Tweeting the news for CBS 6

Reporter and anchor Lorenzo Hall (@LorenzoHall) of WTVR CBS 6 (@CBS6) spoke to our social media journalism class on Tuesday about ways to utilize Twitter. Hall said that initially Twitter was just an experiment for most journalists. At first the microblogging network didn’t generate much traffic, because journalists weren’t tweeting to large audiences. But by now it has become an essential tool for most journalists. Hall has more than 1,400 followers on Twitter and thinks that it is important to keep these followers up-to-date on the latest breaking news.

By Alix Hines (@AlixHines)

CBS 6 reporter Lorenzo Hall talked to the iPadJournos at VCU.

Hall said that Twitter was initially a useful tool for him when he was working on the morning show at CBS 6. He explained that people going about their morning routines sometimes missed the information in the broadcast, and he was able to live tweet the news the audience may have missed. While TV is still the main objective of his work, he regularly uses Twitter as a teaser for what is coming up on the news.  Hall used to tease his upcoming newscast, and his routine phrase at the end of the tweet would say “Stop by and see us!” This was when he learned that people were paying very close attention to his tweets. One of his followers took the phrase literally and showed up at the station.

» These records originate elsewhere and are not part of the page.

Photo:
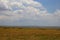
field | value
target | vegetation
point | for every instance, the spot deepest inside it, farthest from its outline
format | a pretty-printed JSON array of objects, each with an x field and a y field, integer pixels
[{"x": 16, "y": 33}]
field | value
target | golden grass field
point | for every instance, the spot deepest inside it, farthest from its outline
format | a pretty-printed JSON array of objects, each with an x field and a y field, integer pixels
[{"x": 16, "y": 33}]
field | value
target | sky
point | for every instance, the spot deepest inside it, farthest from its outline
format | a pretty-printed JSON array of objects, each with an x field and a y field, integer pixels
[{"x": 30, "y": 12}]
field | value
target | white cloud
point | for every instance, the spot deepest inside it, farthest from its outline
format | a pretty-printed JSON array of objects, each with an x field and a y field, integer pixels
[{"x": 13, "y": 11}]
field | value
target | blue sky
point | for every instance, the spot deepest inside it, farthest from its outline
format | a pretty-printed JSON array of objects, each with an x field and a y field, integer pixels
[
  {"x": 30, "y": 12},
  {"x": 50, "y": 5}
]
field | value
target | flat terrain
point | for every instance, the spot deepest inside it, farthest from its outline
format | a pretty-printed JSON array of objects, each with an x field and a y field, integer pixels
[{"x": 16, "y": 33}]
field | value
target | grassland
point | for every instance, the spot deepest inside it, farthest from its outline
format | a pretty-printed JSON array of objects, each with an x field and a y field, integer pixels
[{"x": 16, "y": 33}]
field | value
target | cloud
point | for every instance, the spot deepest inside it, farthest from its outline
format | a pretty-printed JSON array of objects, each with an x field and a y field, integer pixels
[{"x": 27, "y": 12}]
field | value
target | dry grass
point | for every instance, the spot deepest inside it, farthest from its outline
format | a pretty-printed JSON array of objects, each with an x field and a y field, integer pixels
[{"x": 14, "y": 33}]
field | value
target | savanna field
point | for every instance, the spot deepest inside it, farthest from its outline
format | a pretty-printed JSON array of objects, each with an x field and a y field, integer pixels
[{"x": 19, "y": 33}]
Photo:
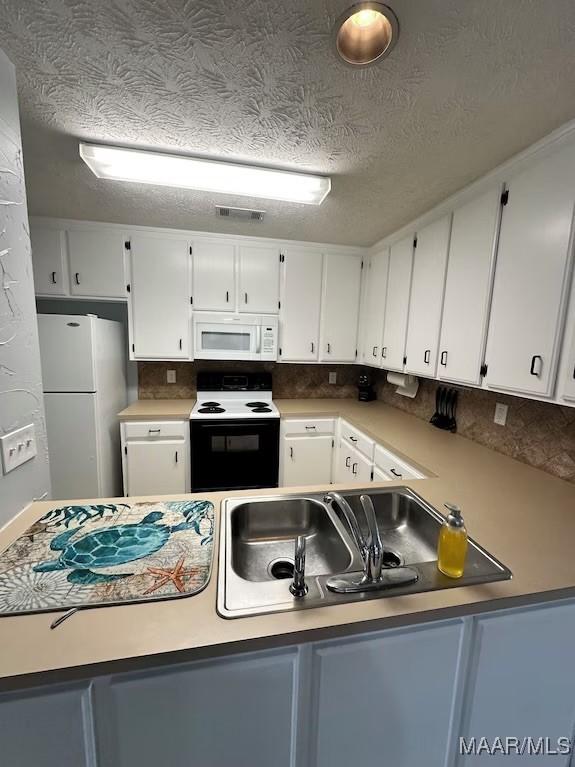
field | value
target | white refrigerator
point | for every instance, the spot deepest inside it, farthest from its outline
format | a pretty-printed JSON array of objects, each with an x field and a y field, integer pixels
[{"x": 84, "y": 381}]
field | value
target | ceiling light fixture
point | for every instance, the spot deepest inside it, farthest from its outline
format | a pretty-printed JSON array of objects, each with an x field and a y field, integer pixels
[
  {"x": 145, "y": 167},
  {"x": 365, "y": 33}
]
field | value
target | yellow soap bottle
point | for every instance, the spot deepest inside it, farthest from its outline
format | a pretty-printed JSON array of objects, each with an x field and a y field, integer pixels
[{"x": 452, "y": 545}]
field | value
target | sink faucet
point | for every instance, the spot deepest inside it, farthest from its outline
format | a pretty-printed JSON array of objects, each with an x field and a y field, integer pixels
[
  {"x": 372, "y": 550},
  {"x": 298, "y": 586}
]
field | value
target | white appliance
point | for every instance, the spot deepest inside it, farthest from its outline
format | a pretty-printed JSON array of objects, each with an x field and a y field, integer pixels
[
  {"x": 235, "y": 336},
  {"x": 84, "y": 381}
]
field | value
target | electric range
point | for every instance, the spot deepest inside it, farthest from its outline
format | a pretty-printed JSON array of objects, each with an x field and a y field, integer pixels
[{"x": 234, "y": 429}]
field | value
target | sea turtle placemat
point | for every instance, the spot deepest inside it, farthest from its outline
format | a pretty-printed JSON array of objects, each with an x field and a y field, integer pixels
[{"x": 104, "y": 554}]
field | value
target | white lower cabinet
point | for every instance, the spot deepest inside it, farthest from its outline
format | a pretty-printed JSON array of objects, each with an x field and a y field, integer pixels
[
  {"x": 385, "y": 699},
  {"x": 233, "y": 712},
  {"x": 156, "y": 457}
]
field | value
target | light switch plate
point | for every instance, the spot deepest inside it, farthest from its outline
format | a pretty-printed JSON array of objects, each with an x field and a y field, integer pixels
[
  {"x": 500, "y": 416},
  {"x": 18, "y": 447}
]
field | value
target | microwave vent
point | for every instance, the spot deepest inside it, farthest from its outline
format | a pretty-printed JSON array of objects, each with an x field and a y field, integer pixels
[{"x": 246, "y": 214}]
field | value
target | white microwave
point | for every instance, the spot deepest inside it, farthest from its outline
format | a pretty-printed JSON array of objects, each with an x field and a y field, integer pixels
[{"x": 235, "y": 337}]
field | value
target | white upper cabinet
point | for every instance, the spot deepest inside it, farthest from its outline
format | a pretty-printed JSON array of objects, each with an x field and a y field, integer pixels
[
  {"x": 159, "y": 297},
  {"x": 426, "y": 301},
  {"x": 214, "y": 275},
  {"x": 374, "y": 308},
  {"x": 49, "y": 261},
  {"x": 397, "y": 304},
  {"x": 340, "y": 307},
  {"x": 300, "y": 305},
  {"x": 259, "y": 277},
  {"x": 530, "y": 277},
  {"x": 97, "y": 263},
  {"x": 468, "y": 288}
]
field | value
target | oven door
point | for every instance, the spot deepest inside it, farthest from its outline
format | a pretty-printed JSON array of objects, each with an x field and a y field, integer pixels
[
  {"x": 223, "y": 341},
  {"x": 235, "y": 454}
]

Hall admitted that it took him a while to get acquainted with Twitter. In the beginning, when Twitter was a fairly new tool for journalists, he did a live segment in which he created an account. Unfortunately, Hall said laughing, that was the only day he used the account in a while. But things have changed. Now, Twitter is one of the first things he checks when he wakes up in the morning. Hall said he has his phone with him throughout the day to check Twitter updates from other news organizations. He pointed out that checking Twitter can help him ensure that he does not miss stories that the other local stations are covering. And he uses Twitter to break the news long before the evening newscast. Hall shoots photos and videos with his cell phone on the story he is covering for TV and posts them on Twitter. Hall of course also has a Facebook presence, but said that he uses Twitter and Facebook differently. Facebook allows him to interact with viewers more, while Twitter is more of a one-way communication tool.

Lorenzo Hall and VCU journalism students.

When it comes to breaking news, Twitter can be a very useful tool, said Hall. Viewers will see parts of the story first on Twitter and will then tune in for the newscast to hear how the full story developed. Last October, CBS 6 and its competitors covered the story of Robert Wood Jr., an 8-year-old boy with autism who went missing in Hanover County for several days. Hall said that Twitter helped CBS 6 to communicate with people who were searching for the boy and thereby was able to provide quick updates on the search efforts. But the story also put journalistic ethics to the test for the station. When information started spreading that Robert was finally found, CBS 6 did not tweet that information until reporters were able to verify the facts with credible sources. Hall said that waiting to tweet that the boy was safe was a conscious decision made by his station. In the end, reporting the news correctly still goes over tweeting it quickly for Hall and the news team at CBS 6.